This again suggests that these isolates are more distantly related to the other strains within the HA-clade. Table 3 Antibiotic resistance gene profiles of the 21 E. faecium strains Gene cat ermA ermB aad6 aad9 aadE aacA- aphD tetL tetM vanA gyrA b parC c pbp5-R d Resistance CHL ERY ERY SPC/ STR SPC/ STR SPC/ STR GEN TET TET VAN CIP CIP AMP Strains                           1,141,733                           Com12                           Com15             Dactolisib               E980                           Y-27632 TX1330                           1,230,933     X X   X X   X X X X X 1,231,408     X X   X X       X X X 1,231,410     X X   X       X X   X 1,231,501                           1,231,502     X X   X X     X X X X C68

    X X   X X   X   X X X D344SRFa     X X   X   X X         TX16 X   X X   X   X X       X E1039                         X E1071 X   X X X X   X   X     X E1162               X X       X E1636                 X       X E1679   X X X X   X     X X X X TX82     X X   X     X X X X X TX0133A X   X X   X X   X   X X X U0317     X X   X X       X X X a A rifampin- and fusidic acid-resistant derivative of clinical PHA-848125 supplier strain E. faecium D344S in which the spontaneous loss of pbp5 and its surrounding region resulted in an ampicillin-susceptible phenotype. b Amino acid change (E to K/G) in residue 87 or (S to R/Y/I) in residue 83 of GyrA. c Amino acid change (E to K) in residue 86 or (S

to R/I) in residue 82 of ParC. dConsensus sequence of the pbp5-R allele encoding the low affinity Pbp5-R. eTC6 was not included in this analysis as it is a transconjugant of C68 and D344SRF, so therefore is not a unique genome.
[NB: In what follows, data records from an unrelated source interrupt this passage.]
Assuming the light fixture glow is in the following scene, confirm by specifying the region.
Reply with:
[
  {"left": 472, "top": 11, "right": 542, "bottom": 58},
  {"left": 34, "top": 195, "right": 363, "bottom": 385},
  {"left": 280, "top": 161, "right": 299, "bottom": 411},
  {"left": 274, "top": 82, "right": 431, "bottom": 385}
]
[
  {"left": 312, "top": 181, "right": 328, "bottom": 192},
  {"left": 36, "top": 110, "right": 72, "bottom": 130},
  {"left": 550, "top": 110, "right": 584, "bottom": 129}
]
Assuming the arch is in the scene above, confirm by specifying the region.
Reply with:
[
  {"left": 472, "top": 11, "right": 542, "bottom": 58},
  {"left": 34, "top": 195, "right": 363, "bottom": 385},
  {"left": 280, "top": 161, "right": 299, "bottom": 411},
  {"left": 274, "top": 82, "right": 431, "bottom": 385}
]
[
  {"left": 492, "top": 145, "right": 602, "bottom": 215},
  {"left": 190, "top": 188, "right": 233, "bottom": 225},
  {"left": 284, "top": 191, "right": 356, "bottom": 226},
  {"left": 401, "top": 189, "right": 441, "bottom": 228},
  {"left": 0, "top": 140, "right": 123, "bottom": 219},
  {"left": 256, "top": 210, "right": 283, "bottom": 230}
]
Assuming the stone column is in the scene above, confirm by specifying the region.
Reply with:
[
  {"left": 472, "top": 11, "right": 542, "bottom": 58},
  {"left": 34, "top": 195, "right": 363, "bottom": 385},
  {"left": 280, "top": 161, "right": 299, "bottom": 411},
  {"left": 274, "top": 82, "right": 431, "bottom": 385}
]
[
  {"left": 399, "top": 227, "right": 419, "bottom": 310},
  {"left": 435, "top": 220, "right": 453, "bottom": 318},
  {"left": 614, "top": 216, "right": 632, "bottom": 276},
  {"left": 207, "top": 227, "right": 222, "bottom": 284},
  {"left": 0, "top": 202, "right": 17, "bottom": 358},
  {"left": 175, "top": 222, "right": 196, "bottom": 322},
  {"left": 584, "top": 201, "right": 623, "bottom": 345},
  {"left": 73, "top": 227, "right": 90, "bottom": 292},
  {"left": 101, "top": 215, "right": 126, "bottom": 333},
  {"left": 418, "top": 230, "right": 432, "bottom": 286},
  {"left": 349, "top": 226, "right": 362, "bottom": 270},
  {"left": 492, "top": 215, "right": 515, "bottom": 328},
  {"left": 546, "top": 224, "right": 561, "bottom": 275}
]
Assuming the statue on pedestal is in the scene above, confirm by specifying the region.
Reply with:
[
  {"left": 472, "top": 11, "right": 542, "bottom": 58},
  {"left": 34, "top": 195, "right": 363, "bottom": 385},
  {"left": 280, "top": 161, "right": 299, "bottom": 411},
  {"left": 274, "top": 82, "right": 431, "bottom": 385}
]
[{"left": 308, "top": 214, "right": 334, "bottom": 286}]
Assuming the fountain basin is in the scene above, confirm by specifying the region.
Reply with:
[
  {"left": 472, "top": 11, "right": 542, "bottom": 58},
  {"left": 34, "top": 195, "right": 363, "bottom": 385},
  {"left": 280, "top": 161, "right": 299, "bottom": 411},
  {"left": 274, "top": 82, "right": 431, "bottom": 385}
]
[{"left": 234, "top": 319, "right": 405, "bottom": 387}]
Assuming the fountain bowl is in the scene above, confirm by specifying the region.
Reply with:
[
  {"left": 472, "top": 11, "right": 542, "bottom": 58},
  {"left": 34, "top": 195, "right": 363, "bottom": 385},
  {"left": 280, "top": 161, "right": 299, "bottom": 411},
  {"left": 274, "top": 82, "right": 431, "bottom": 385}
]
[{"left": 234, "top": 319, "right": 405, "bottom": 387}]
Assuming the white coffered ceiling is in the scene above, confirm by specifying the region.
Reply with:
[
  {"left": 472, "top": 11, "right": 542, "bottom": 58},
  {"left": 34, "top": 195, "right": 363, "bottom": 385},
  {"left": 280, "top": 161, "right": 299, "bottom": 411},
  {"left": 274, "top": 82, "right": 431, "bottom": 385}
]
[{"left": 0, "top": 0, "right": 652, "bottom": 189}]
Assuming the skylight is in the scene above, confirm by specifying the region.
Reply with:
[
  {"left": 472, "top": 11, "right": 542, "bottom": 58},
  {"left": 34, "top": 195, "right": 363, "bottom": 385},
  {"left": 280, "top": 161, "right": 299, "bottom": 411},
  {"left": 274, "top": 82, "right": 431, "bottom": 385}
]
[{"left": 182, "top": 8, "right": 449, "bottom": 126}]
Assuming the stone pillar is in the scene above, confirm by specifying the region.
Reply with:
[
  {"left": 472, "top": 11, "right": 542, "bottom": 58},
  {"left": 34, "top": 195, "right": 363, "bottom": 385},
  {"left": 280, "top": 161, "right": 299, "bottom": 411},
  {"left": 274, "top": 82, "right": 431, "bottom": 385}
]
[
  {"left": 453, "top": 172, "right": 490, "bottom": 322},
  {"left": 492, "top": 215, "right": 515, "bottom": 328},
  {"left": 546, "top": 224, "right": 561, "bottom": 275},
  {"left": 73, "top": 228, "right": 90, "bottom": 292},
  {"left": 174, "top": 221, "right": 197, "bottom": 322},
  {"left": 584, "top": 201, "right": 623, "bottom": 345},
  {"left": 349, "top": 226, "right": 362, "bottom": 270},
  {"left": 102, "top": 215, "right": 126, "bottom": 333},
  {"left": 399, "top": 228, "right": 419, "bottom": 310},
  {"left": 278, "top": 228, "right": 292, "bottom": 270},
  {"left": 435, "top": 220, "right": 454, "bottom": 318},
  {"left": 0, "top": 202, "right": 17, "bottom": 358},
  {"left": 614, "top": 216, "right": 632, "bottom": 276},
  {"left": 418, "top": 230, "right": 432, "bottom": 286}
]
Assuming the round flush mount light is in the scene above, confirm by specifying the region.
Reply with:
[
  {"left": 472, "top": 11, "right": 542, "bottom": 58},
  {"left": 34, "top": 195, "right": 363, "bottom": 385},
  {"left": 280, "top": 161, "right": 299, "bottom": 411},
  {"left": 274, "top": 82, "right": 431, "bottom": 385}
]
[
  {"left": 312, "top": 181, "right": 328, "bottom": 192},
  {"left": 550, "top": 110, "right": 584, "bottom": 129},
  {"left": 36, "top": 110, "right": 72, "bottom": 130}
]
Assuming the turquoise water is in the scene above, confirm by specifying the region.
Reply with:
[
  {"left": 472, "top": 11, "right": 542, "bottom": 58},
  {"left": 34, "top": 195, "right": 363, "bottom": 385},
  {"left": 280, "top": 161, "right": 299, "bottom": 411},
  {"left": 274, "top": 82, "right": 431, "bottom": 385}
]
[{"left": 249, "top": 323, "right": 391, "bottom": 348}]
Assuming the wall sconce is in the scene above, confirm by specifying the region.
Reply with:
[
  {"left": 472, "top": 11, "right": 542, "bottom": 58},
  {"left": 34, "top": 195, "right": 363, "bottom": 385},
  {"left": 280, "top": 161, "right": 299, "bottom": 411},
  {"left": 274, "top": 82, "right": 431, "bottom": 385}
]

Two groups have previously analyzed CRISPR-associated genes within E. faecalis and E. faecium genomes [32, 61]. Partial CRISPR-like loci were previously described in E1071, E1679, and U0317; however, these loci were within a gene and were considered non-functional [32]. In addition, Palmer stiripentol et al. identified CRISPR-cas predicted proteins in the Broad Institute strains Com12; 1,141,733; and 1,231,408 [61]. Similarly, we only found a CRISPR-cas locus in strain TX1330 (Additional file 9: Table S6) out of the

6 strains not previously studied (TX1330; TX16; TX0082; TX0133A; D344SRF; and C68). In summary, out of the 22 available genomes, only one of the HA-clade isolates contained CRISP-loci, namely the hybrid strain 1,231,408. The three other strains containing CRISPR-loci of the CA-clade (Com12; 1,141,733; and TX1330) all lacked antibiotic resistance determinants. Therefore, our data coincide with the previous observation that members of the recently emerged high-risk enterococcal lineages lack CRISPR-loci and the inverse relationship between the presence of a CRISPR-cas locus and acquired antibiotic resistance [61]. Metabolic pathway Metabolic pathways of E. faecium might have contributed to the recently increased incidence of E. faecium colonization and infection. To help understand E.